Pero me quedé sin hacer nada. En parte, por la natural negligencia de quien no
tiene una obligación formal (¡necesito un trabajo de 7.200 caracteres para
dentro de dos horas!), pero sobre todo porque me quedé estupefacto con lo
ocurrido entre el 22 y el 25 de mayo.
Honor al mérito de quienes trabajaron tan bien en la organización, y ya sabemos
Quien fue la inspiradora del todo. Felicitaciones a los artistas, a los
creativos, a los soldados, y sobre todo a ese pueblo que se volcó masivamente a
las calles.
El escepticismo de los agoreros estaba fundamentado. Fueron muchas décadas de
decepciones. Quien trabajó por años en escuelas está acostumbrado a ver
estudiantes, y padres, que sólo movían los labios a la hora de entonar las
estrofas del Himno Nacional. ¿Y las marchas patrióticas y los desfiles con
bandera y banda, a cargo de quienes, por decir lo menos, frustraban la voluntad
popular?
A uno, que nació en los años de las batallas de Stalingrado y El Alamein, le
quedaba el recuerdo, por ejemplo, del Año del Libertador, en que aplaudíamos con
entusiasmo a las tropas que desfilaban, porque creíamos que eran los defensores
de la Patria. Del mismo modo que el control del vigilante de la esquina daba
cierta doméstica seguridad, si que mezclada con un prudente temor de los que
éramos chicos.
Después, los largos años de la proscripción y la resistencia. Después, la
tiranía criminal. Después, los políticos condicionados, algunos felices de
estarlo, por la amenaza uniformada y por el poder económico. Que era EL PODER.
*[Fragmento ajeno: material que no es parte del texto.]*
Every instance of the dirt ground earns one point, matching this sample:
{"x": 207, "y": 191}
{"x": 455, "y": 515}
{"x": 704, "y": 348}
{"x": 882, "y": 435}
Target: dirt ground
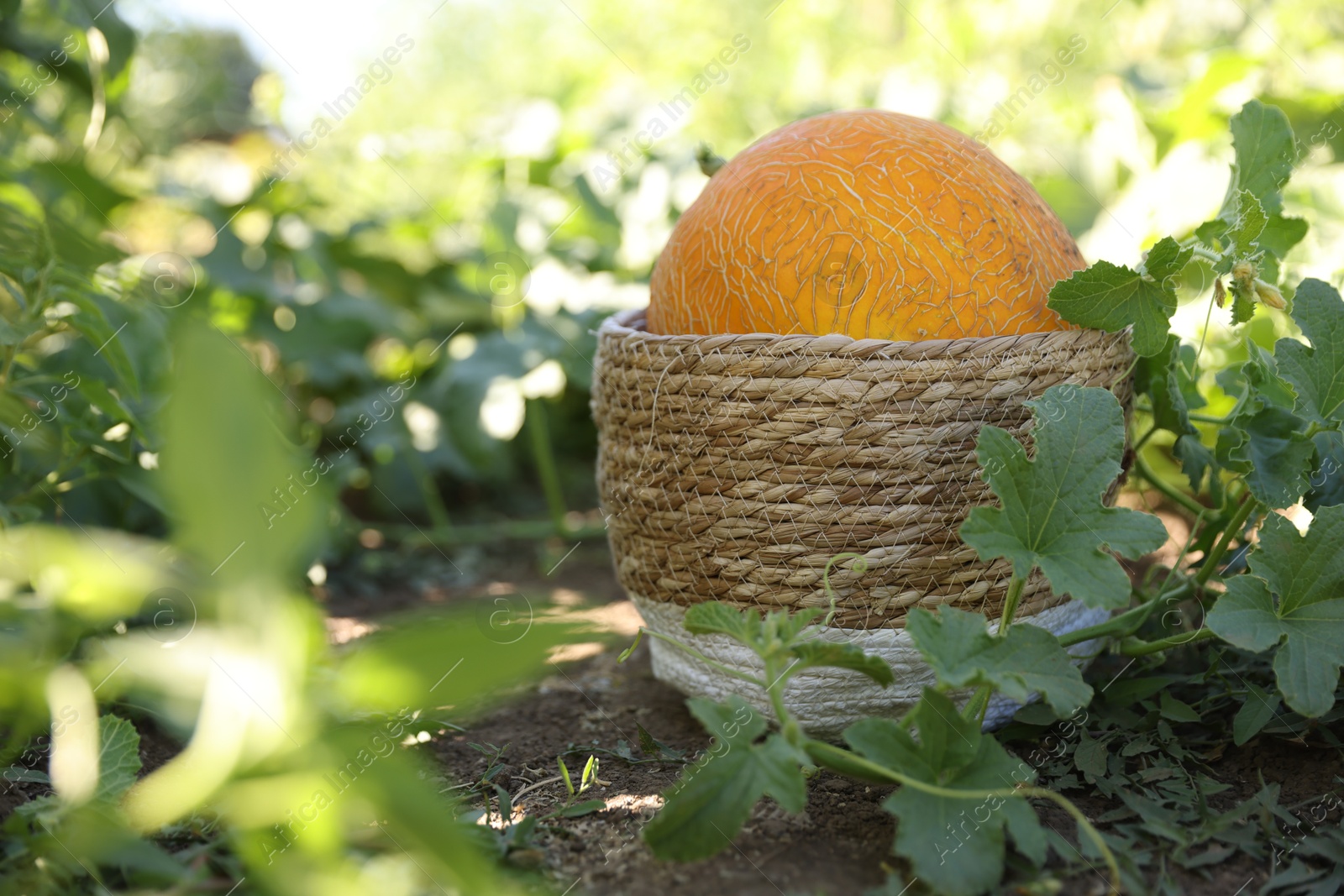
{"x": 839, "y": 846}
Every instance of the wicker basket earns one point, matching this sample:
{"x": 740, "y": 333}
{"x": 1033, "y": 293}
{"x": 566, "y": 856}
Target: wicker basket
{"x": 736, "y": 468}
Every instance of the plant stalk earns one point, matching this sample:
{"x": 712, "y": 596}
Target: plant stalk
{"x": 1156, "y": 481}
{"x": 1234, "y": 530}
{"x": 1136, "y": 647}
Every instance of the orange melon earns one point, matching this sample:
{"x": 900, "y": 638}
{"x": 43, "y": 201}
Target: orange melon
{"x": 867, "y": 223}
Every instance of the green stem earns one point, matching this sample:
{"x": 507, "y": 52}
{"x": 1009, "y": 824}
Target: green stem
{"x": 1195, "y": 416}
{"x": 1142, "y": 439}
{"x": 1126, "y": 622}
{"x": 1207, "y": 254}
{"x": 1233, "y": 531}
{"x": 544, "y": 459}
{"x": 1136, "y": 647}
{"x": 860, "y": 566}
{"x": 848, "y": 763}
{"x": 1179, "y": 497}
{"x": 774, "y": 689}
{"x": 979, "y": 705}
{"x": 429, "y": 490}
{"x": 1015, "y": 584}
{"x": 703, "y": 658}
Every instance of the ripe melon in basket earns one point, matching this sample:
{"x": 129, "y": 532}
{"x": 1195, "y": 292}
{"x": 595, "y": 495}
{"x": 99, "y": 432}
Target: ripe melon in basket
{"x": 867, "y": 223}
{"x": 832, "y": 322}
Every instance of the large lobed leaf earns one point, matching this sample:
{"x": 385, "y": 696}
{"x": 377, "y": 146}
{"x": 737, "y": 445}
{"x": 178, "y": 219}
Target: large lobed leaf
{"x": 709, "y": 805}
{"x": 953, "y": 842}
{"x": 1112, "y": 297}
{"x": 1026, "y": 660}
{"x": 1053, "y": 513}
{"x": 1294, "y": 598}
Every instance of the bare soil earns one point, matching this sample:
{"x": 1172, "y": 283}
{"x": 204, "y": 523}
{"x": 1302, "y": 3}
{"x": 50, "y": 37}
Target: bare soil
{"x": 839, "y": 846}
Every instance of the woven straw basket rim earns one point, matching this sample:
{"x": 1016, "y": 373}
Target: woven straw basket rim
{"x": 737, "y": 466}
{"x": 633, "y": 322}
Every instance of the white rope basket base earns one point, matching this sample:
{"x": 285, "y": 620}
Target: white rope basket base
{"x": 827, "y": 701}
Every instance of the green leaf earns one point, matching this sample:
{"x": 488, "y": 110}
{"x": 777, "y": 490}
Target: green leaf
{"x": 242, "y": 496}
{"x": 1294, "y": 598}
{"x": 714, "y": 617}
{"x": 1052, "y": 513}
{"x": 1316, "y": 372}
{"x": 1195, "y": 458}
{"x": 1090, "y": 757}
{"x": 118, "y": 757}
{"x": 1280, "y": 235}
{"x": 1263, "y": 438}
{"x": 954, "y": 844}
{"x": 1168, "y": 379}
{"x": 1327, "y": 476}
{"x": 843, "y": 656}
{"x": 1176, "y": 710}
{"x": 1027, "y": 660}
{"x": 1265, "y": 155}
{"x": 1254, "y": 715}
{"x": 1263, "y": 449}
{"x": 1247, "y": 226}
{"x": 1112, "y": 297}
{"x": 711, "y": 802}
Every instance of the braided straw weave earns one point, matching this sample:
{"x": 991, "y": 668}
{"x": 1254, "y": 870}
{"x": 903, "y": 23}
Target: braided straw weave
{"x": 736, "y": 468}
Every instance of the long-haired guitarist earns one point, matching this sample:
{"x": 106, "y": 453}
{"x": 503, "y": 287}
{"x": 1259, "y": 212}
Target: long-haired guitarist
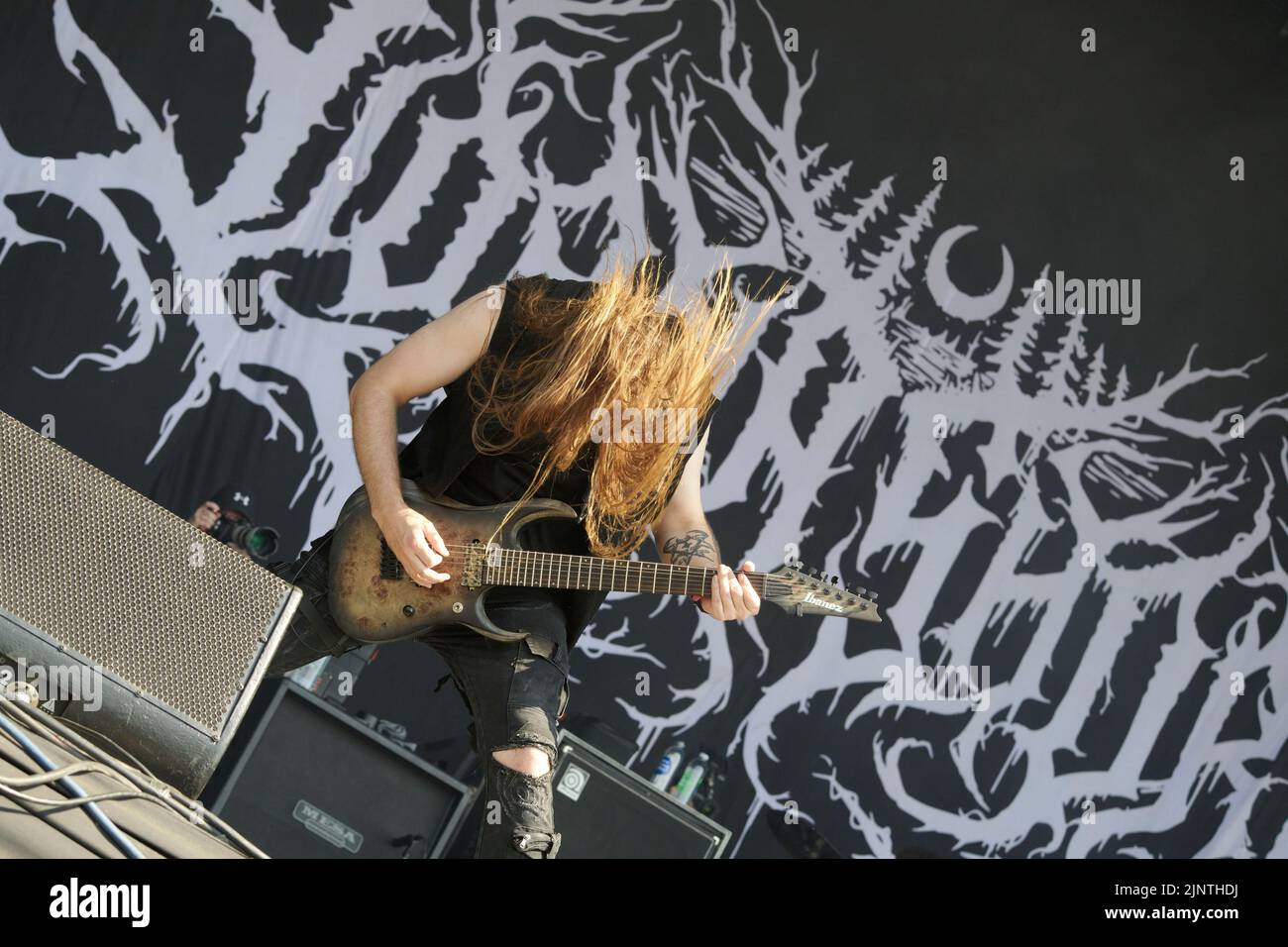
{"x": 593, "y": 393}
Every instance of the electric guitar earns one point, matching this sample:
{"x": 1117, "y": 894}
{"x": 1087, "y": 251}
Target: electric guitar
{"x": 373, "y": 600}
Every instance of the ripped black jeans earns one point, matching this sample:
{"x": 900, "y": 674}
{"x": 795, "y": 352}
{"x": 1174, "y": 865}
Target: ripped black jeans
{"x": 514, "y": 690}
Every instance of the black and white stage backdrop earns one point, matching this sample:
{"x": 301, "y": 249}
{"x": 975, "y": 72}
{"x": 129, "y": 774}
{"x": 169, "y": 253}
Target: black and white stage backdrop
{"x": 1076, "y": 492}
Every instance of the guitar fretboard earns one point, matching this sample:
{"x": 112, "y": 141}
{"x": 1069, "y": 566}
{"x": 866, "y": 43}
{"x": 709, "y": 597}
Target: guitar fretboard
{"x": 589, "y": 573}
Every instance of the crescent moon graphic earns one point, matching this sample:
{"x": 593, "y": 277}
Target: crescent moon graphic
{"x": 953, "y": 300}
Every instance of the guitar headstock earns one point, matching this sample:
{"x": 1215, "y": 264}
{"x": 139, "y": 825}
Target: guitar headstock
{"x": 806, "y": 591}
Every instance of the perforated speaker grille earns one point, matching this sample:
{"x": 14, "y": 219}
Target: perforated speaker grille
{"x": 116, "y": 579}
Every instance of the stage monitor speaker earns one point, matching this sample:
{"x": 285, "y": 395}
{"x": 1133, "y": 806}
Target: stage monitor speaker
{"x": 127, "y": 618}
{"x": 314, "y": 783}
{"x": 605, "y": 810}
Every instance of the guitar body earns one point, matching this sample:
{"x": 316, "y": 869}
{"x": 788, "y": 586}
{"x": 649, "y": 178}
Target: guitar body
{"x": 372, "y": 598}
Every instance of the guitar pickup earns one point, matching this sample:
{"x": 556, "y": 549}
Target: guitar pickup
{"x": 389, "y": 565}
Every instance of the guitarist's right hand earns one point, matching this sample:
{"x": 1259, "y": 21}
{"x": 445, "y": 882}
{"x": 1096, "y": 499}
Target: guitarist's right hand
{"x": 416, "y": 544}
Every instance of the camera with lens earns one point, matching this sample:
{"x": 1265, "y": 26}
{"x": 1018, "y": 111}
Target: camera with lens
{"x": 261, "y": 541}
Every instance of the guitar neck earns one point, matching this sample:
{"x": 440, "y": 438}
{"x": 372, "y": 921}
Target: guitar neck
{"x": 588, "y": 573}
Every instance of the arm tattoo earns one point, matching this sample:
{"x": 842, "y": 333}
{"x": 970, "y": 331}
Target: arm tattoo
{"x": 695, "y": 544}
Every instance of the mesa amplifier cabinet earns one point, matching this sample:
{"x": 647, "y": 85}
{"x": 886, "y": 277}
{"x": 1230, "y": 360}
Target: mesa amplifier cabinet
{"x": 127, "y": 618}
{"x": 313, "y": 783}
{"x": 605, "y": 810}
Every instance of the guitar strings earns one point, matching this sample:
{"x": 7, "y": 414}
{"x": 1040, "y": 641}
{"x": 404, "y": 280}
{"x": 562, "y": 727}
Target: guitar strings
{"x": 513, "y": 556}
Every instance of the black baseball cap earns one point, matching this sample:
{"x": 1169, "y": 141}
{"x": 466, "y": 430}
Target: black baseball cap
{"x": 232, "y": 500}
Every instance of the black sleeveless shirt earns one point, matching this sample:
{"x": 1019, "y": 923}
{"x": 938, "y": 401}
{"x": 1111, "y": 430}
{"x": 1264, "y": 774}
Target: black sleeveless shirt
{"x": 442, "y": 460}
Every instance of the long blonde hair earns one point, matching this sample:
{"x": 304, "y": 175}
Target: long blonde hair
{"x": 621, "y": 344}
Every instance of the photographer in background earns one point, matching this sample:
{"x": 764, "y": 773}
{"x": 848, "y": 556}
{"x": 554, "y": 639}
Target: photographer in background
{"x": 226, "y": 515}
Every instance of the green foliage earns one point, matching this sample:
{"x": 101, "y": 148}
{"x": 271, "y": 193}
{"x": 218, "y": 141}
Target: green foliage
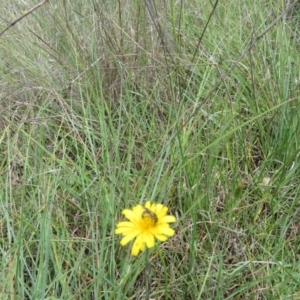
{"x": 105, "y": 105}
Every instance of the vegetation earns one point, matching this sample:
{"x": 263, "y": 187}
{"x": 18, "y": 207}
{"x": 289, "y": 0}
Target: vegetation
{"x": 106, "y": 104}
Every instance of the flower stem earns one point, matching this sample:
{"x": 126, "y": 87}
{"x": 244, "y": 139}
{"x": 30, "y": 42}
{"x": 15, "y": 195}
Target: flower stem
{"x": 148, "y": 275}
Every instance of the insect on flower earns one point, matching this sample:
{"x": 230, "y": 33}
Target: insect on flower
{"x": 147, "y": 213}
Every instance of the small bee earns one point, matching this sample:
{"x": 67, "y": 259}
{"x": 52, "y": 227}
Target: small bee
{"x": 148, "y": 213}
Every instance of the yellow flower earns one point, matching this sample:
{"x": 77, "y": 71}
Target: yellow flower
{"x": 145, "y": 224}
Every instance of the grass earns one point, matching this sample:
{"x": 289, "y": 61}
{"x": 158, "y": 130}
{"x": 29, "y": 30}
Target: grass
{"x": 103, "y": 107}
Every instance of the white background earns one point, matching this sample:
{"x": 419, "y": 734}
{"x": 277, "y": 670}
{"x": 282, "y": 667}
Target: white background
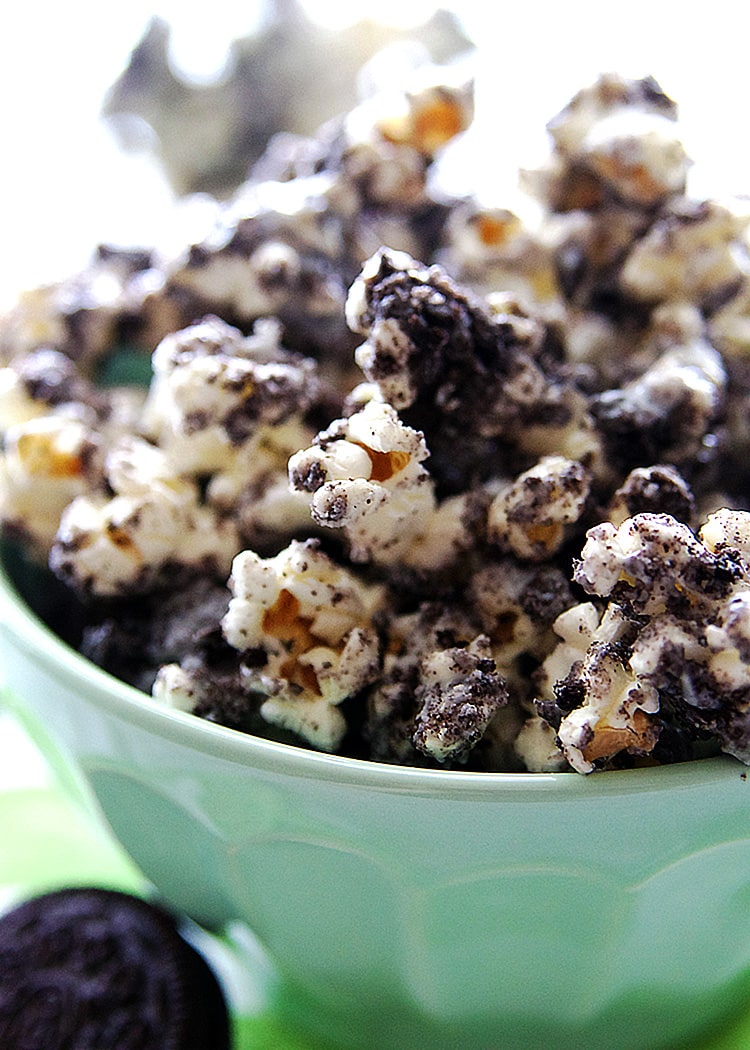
{"x": 64, "y": 184}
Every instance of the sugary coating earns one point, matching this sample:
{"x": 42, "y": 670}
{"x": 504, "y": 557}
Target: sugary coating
{"x": 684, "y": 660}
{"x": 311, "y": 622}
{"x": 606, "y": 709}
{"x": 416, "y": 469}
{"x": 693, "y": 252}
{"x": 652, "y": 489}
{"x": 653, "y": 563}
{"x": 366, "y": 476}
{"x": 413, "y": 641}
{"x": 529, "y": 516}
{"x": 516, "y": 605}
{"x": 458, "y": 371}
{"x": 82, "y": 315}
{"x": 457, "y": 696}
{"x": 664, "y": 415}
{"x": 44, "y": 464}
{"x": 153, "y": 523}
{"x": 617, "y": 140}
{"x": 493, "y": 249}
{"x": 213, "y": 390}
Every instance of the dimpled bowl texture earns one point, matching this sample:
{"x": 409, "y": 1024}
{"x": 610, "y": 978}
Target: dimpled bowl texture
{"x": 410, "y": 908}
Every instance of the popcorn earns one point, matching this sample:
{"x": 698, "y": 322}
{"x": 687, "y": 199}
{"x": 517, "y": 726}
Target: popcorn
{"x": 693, "y": 252}
{"x": 43, "y": 467}
{"x": 153, "y": 523}
{"x": 366, "y": 477}
{"x": 478, "y": 477}
{"x": 611, "y": 709}
{"x": 214, "y": 390}
{"x": 528, "y": 517}
{"x": 312, "y": 621}
{"x": 457, "y": 696}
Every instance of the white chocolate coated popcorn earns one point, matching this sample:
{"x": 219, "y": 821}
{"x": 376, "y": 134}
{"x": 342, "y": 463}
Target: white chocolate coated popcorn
{"x": 312, "y": 620}
{"x": 154, "y": 521}
{"x": 366, "y": 477}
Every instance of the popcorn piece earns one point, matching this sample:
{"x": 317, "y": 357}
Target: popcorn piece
{"x": 44, "y": 464}
{"x": 457, "y": 696}
{"x": 536, "y": 746}
{"x": 416, "y": 643}
{"x": 154, "y": 522}
{"x": 616, "y": 139}
{"x": 312, "y": 621}
{"x": 652, "y": 563}
{"x": 436, "y": 110}
{"x": 461, "y": 375}
{"x": 606, "y": 709}
{"x": 82, "y": 315}
{"x": 664, "y": 415}
{"x": 516, "y": 606}
{"x": 213, "y": 390}
{"x": 493, "y": 249}
{"x": 366, "y": 477}
{"x": 692, "y": 252}
{"x": 528, "y": 517}
{"x": 652, "y": 489}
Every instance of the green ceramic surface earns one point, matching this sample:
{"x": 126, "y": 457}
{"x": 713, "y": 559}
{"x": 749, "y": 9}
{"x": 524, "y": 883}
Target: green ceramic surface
{"x": 417, "y": 908}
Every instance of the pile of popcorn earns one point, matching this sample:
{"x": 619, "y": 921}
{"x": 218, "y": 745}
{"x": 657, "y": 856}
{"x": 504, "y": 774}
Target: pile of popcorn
{"x": 415, "y": 479}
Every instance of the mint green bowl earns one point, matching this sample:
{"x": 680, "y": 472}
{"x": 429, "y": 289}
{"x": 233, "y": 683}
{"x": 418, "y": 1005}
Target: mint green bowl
{"x": 405, "y": 908}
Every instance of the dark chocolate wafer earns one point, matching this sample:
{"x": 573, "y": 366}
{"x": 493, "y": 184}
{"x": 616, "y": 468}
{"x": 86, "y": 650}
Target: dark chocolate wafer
{"x": 98, "y": 969}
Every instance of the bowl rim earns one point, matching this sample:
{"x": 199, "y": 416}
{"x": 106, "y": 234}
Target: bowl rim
{"x": 38, "y": 644}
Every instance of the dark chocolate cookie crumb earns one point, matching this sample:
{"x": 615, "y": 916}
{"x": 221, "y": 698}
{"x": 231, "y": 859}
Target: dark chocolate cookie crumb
{"x": 99, "y": 969}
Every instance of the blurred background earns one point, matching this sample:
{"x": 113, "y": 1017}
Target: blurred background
{"x": 71, "y": 177}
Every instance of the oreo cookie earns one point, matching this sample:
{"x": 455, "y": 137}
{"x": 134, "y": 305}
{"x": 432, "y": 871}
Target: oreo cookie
{"x": 99, "y": 969}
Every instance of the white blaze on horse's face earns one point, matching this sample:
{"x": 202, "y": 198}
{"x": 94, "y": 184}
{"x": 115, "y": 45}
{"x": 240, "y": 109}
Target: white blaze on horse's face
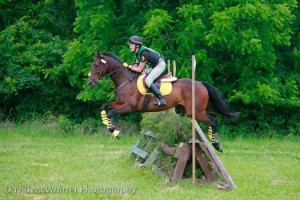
{"x": 132, "y": 47}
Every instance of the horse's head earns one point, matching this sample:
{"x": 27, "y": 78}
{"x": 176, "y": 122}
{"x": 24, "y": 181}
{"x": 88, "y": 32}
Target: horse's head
{"x": 98, "y": 70}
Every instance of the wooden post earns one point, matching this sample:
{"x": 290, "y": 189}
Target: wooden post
{"x": 219, "y": 164}
{"x": 193, "y": 122}
{"x": 174, "y": 68}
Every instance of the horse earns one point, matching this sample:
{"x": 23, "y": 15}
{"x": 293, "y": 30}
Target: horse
{"x": 129, "y": 99}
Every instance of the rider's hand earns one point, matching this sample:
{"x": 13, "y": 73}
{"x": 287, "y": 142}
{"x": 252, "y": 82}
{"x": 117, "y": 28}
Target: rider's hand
{"x": 126, "y": 65}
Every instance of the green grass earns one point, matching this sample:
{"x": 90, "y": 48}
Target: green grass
{"x": 39, "y": 161}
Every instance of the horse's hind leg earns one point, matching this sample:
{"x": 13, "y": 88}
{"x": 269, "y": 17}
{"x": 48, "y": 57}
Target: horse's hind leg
{"x": 212, "y": 132}
{"x": 209, "y": 119}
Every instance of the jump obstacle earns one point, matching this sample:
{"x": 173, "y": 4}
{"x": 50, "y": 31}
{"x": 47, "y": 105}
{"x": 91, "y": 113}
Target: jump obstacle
{"x": 146, "y": 152}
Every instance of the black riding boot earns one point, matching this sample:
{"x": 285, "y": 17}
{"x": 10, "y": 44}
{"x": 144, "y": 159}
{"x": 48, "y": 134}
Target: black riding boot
{"x": 160, "y": 101}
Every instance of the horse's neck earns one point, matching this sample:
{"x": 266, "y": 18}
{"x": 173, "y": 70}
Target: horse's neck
{"x": 119, "y": 74}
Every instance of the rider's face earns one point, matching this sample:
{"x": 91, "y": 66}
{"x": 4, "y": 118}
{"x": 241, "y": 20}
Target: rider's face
{"x": 132, "y": 47}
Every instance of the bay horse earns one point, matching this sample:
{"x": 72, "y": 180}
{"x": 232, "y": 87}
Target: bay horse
{"x": 129, "y": 99}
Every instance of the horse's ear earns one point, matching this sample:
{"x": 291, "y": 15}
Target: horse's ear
{"x": 97, "y": 54}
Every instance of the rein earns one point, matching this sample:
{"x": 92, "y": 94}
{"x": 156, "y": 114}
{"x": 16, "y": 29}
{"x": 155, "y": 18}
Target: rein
{"x": 133, "y": 76}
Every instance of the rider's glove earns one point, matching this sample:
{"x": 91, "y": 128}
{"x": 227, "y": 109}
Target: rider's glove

No puedo olvidarme de una visita que hice en 1977 al Colegio Militar, y compartí
con otros directores de escuela la sensación de despojo que me causaba ver a la
banda que desfilaba cruzándose una y otra vez con nuestra visita guiada,
mientras desplegaba la bandera y tocaba las antiguas marchas, como diciendo:
miren desde afuera. Son nuestras. Somos los dueños de la marcha de San Lorenzo y
los novios de la Bandera. Pero la Bandera y San Lorenzo valen porque son
símbolos. Símbolos de una Patria que sólo lo es cuando se identifica con el
Pueblo, que es la Patria viva. Y uno veía que se habían adueñado de los símbolos
y nos los refregaban por la cara, mientras el Pueblo, lo que ellos simbolizaban,
sufría de torturas y desapariciones físicas y de destrucción económica y social.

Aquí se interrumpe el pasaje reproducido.